François a commandé sa maison, c’est ce que l’on disait à chaque fois qu’il avait créé de nouveaux cardinaux – des porteurs de pourpre aux noms souvent étranges et provenant d’églises locales dont on n’avait jamais entendu le nom. Certes, François a choisi de manière très ciblée des cardinaux de la périphérie et selon ses goûts pastoraux. Mais il est plus que douteux qu’ils élisent un successeur qui poursuivra son chemin.
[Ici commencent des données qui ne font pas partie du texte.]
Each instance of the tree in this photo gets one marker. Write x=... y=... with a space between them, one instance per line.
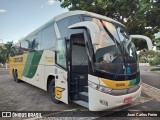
x=139 y=16
x=5 y=51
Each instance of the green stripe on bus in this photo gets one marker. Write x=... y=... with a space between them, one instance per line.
x=28 y=64
x=32 y=64
x=132 y=82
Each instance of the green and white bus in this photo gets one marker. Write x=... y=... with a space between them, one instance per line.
x=80 y=57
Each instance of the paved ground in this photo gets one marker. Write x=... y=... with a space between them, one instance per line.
x=24 y=97
x=150 y=78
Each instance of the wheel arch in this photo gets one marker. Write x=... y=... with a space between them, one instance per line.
x=49 y=79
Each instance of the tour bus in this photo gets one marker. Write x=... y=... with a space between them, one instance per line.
x=80 y=57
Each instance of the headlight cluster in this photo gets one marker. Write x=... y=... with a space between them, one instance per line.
x=99 y=87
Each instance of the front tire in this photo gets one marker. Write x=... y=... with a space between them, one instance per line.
x=51 y=90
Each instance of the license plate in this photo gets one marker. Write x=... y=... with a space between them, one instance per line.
x=128 y=100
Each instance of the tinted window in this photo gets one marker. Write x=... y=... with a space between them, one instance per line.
x=61 y=54
x=48 y=38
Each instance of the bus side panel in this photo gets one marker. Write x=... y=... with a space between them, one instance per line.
x=18 y=63
x=37 y=69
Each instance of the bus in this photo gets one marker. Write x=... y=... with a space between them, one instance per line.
x=80 y=57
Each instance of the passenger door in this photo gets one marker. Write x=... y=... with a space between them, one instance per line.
x=61 y=83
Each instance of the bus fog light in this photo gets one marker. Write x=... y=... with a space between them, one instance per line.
x=104 y=89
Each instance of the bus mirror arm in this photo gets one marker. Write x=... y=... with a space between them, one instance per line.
x=93 y=29
x=147 y=39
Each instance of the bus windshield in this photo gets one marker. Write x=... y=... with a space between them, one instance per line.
x=116 y=54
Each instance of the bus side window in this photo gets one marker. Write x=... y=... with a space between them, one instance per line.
x=61 y=53
x=48 y=38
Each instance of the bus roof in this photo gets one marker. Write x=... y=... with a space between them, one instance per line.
x=68 y=14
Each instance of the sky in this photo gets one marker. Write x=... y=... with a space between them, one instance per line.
x=18 y=18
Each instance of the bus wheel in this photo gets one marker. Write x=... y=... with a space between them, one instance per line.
x=51 y=90
x=16 y=77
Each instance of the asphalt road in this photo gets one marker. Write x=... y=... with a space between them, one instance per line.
x=25 y=97
x=150 y=78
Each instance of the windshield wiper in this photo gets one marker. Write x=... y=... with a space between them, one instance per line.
x=117 y=44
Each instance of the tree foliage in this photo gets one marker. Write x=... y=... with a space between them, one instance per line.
x=140 y=16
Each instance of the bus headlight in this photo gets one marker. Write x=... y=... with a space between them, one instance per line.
x=99 y=87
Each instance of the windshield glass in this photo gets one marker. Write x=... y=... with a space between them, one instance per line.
x=116 y=54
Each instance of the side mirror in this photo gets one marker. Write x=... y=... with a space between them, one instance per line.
x=57 y=51
x=147 y=39
x=93 y=28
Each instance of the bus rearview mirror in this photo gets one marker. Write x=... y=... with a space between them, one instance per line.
x=142 y=37
x=93 y=29
x=96 y=39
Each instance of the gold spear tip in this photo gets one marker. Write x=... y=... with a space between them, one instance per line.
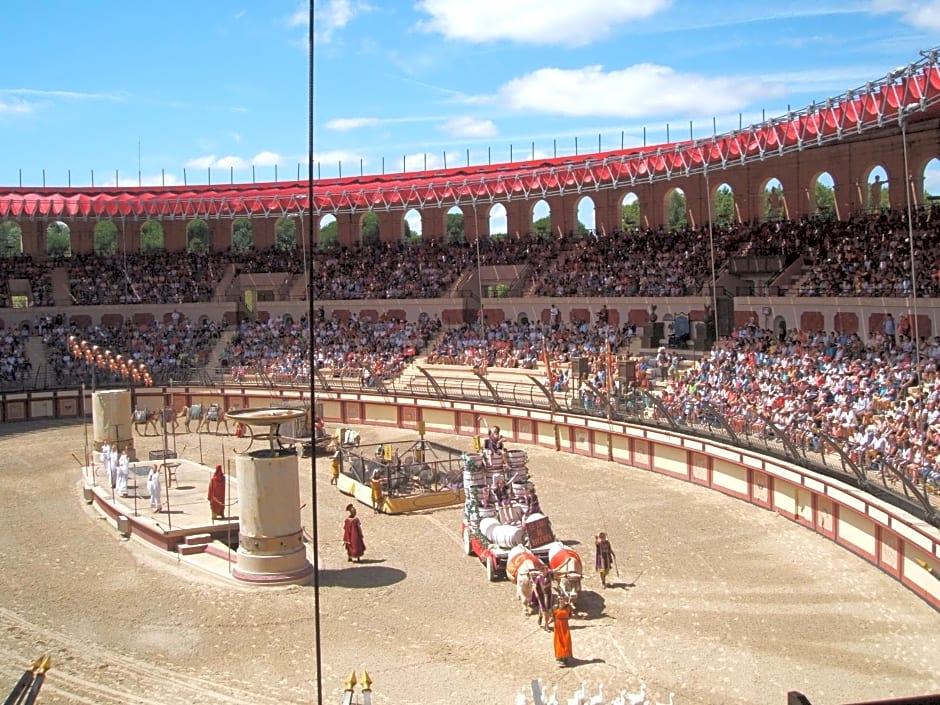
x=351 y=681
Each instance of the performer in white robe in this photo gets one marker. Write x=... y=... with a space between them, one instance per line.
x=106 y=462
x=122 y=473
x=113 y=460
x=153 y=487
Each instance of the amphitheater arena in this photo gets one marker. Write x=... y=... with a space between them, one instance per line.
x=721 y=601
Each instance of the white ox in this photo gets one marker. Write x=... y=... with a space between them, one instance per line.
x=567 y=570
x=525 y=586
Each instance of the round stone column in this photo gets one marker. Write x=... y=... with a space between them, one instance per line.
x=270 y=540
x=111 y=420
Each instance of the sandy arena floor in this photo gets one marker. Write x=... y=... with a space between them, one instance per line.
x=717 y=601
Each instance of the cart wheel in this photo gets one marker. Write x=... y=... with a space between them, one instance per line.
x=491 y=569
x=467 y=548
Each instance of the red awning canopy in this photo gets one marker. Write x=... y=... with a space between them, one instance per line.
x=874 y=107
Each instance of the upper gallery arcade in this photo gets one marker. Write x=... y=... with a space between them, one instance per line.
x=861 y=143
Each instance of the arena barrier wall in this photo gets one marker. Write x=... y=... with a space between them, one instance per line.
x=901 y=545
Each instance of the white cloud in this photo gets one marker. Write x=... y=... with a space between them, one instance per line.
x=924 y=15
x=636 y=91
x=331 y=16
x=414 y=221
x=211 y=161
x=351 y=123
x=267 y=159
x=470 y=127
x=932 y=178
x=420 y=161
x=71 y=95
x=15 y=107
x=533 y=21
x=204 y=162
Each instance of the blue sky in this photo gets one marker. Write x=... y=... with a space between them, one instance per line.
x=120 y=87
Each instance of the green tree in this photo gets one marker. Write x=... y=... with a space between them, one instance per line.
x=197 y=236
x=455 y=228
x=151 y=237
x=285 y=234
x=774 y=204
x=243 y=235
x=724 y=206
x=329 y=234
x=676 y=216
x=411 y=237
x=825 y=200
x=630 y=215
x=369 y=229
x=542 y=227
x=11 y=238
x=58 y=240
x=105 y=240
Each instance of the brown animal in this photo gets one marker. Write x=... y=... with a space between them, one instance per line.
x=148 y=418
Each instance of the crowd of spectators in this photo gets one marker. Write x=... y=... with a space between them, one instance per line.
x=867 y=255
x=526 y=344
x=366 y=349
x=39 y=275
x=870 y=256
x=14 y=363
x=877 y=398
x=170 y=350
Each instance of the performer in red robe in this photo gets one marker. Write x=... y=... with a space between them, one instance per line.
x=217 y=493
x=562 y=635
x=352 y=535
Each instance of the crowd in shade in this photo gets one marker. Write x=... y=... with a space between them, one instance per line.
x=171 y=349
x=14 y=363
x=878 y=398
x=24 y=268
x=526 y=344
x=358 y=347
x=870 y=256
x=659 y=262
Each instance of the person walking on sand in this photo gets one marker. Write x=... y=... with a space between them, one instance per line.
x=123 y=473
x=604 y=556
x=153 y=487
x=217 y=493
x=562 y=635
x=352 y=535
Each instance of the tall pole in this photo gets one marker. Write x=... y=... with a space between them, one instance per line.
x=711 y=249
x=314 y=530
x=476 y=230
x=908 y=183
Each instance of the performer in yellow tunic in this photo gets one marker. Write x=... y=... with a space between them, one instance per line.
x=335 y=466
x=562 y=636
x=377 y=499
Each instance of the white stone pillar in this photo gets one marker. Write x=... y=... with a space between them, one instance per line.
x=270 y=539
x=111 y=419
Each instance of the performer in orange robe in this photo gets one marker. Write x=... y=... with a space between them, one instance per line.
x=562 y=634
x=217 y=493
x=352 y=535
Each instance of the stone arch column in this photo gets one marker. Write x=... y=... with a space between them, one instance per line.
x=391 y=228
x=82 y=235
x=220 y=234
x=347 y=229
x=263 y=231
x=518 y=217
x=606 y=211
x=564 y=214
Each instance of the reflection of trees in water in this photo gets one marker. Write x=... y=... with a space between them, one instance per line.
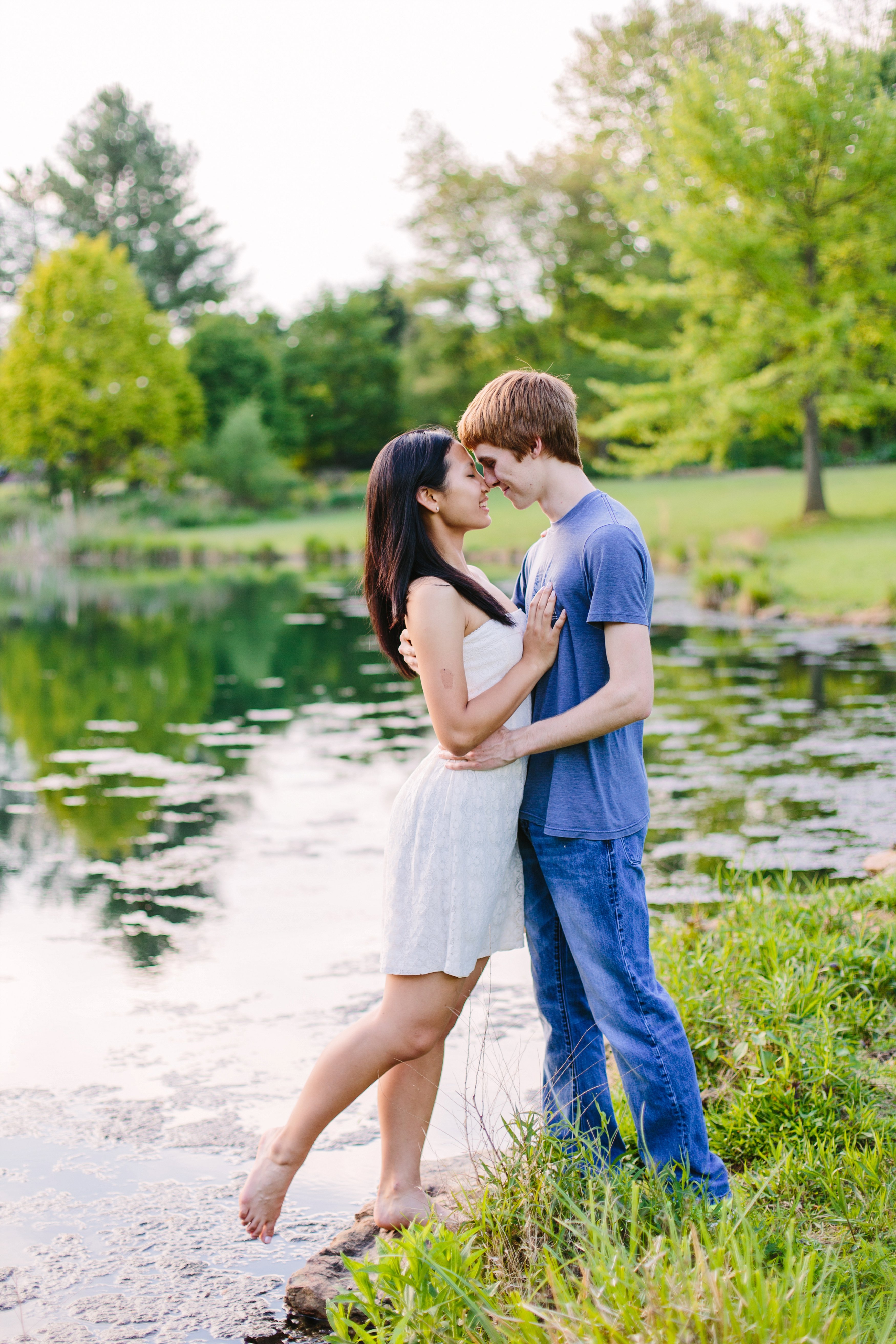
x=186 y=654
x=54 y=679
x=714 y=690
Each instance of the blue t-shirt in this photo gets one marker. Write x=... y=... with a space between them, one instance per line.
x=597 y=560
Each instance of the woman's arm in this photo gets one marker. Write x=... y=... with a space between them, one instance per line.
x=436 y=621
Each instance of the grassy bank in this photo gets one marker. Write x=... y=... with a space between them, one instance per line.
x=742 y=523
x=789 y=999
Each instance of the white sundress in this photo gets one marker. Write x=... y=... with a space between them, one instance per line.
x=453 y=870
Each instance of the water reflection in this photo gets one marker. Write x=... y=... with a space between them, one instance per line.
x=130 y=717
x=769 y=752
x=128 y=724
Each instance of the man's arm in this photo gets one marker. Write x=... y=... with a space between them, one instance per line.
x=626 y=698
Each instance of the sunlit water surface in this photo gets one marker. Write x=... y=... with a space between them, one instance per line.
x=197 y=783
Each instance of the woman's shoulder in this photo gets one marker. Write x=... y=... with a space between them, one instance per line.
x=430 y=593
x=491 y=588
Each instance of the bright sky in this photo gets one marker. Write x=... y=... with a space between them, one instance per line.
x=299 y=111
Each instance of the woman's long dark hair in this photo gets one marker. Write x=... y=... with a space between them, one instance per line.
x=398 y=547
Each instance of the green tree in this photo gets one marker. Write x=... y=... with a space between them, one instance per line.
x=124 y=177
x=242 y=460
x=342 y=377
x=91 y=384
x=772 y=182
x=233 y=365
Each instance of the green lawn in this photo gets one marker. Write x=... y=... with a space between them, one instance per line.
x=848 y=561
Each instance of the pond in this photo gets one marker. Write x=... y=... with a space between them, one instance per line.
x=197 y=777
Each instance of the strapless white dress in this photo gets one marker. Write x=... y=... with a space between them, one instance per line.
x=453 y=870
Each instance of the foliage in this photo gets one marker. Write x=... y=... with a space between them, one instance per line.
x=25 y=230
x=772 y=182
x=800 y=990
x=91 y=384
x=242 y=460
x=124 y=177
x=232 y=365
x=504 y=250
x=340 y=373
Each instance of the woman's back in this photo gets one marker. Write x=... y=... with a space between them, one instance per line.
x=453 y=873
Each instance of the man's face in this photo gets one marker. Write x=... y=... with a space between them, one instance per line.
x=518 y=479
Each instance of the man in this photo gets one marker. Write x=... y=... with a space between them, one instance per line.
x=585 y=811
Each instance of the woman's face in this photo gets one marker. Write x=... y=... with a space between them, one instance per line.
x=464 y=499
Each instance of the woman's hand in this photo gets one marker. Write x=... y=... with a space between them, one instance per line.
x=542 y=640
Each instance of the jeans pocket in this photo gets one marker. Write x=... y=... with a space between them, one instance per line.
x=633 y=847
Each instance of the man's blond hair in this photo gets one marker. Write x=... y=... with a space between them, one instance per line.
x=515 y=409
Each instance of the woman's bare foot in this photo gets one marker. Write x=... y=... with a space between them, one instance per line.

Une élection papale compliquée
François a nommé 80% des 134 cardinaux électeurs de moins de 80 ans qui vont bientôt lui succéder. La plupart d’entre eux sont inconnus du public. Ils ne se connaissent pas non plus entre eux, François ne les a pratiquement jamais convoqués à Rome en assemblée plénière pour voter sur des problèmes centraux de l’Eglise. Il préférait laisser débattre son conseil des cardinaux, composé de neuf membres, plutôt que son sénat. Ce dernier a ainsi perdu beaucoup de son importance et est devenu confus, ce qui posera des difficultés au prochain conclave. Quoi qu’il en soit, cette élection papale devrait être plus compliquée et durer plus longtemps que les précédentes – plus longtemps que Benoît, qui est devenu pape au quatrième tour, et plus longtemps que François, qui est devenu pape au cinquième tour. Les cardinaux, enfermés dans la chapelle Sixtine, procéderont à un tour de scrutin le premier jour, puis à quatre tours par jour, la majorité des deux tiers étant requise. Si, après le 34e tour de scrutin, ils n’ont toujours pas élu de nouveau pape, un second tour sera organisé entre les deux candidats ayant obtenu le plus de voix. Selon la loi électorale en vigueur, la majorité des deux tiers est là aussi décisive.
L’Europe perd du poids
Il ne fait aucun doute que François a remanié le collège cardinalice en fonction de ses intérêts. Avec 134 cardinaux électeurs, il dépasse largement le maximum fixé à 120. Il a internationalisé le collège et clairement déplacé son poids en faveur du Sud global. En 2013 encore, lorsque le latino-américain a été élu, plus de la moitié des cardinaux étaient européens, actuellement ils ne sont plus que 39 pour cent. Avec mépris, François a un jour comparé la vieille Europe à une « grand-mère stérile ». Il est indéniable que l’Europe n’a plus le poids qu’elle avait autrefois, même dans une perspective ecclésiale et catholique. Depuis le dixième consistoire de François, le 8 décembre, la moitié des 135 cardinaux électeurs sont désormais issus du Sud mondial, contre 35 % lors du conclave de 2013.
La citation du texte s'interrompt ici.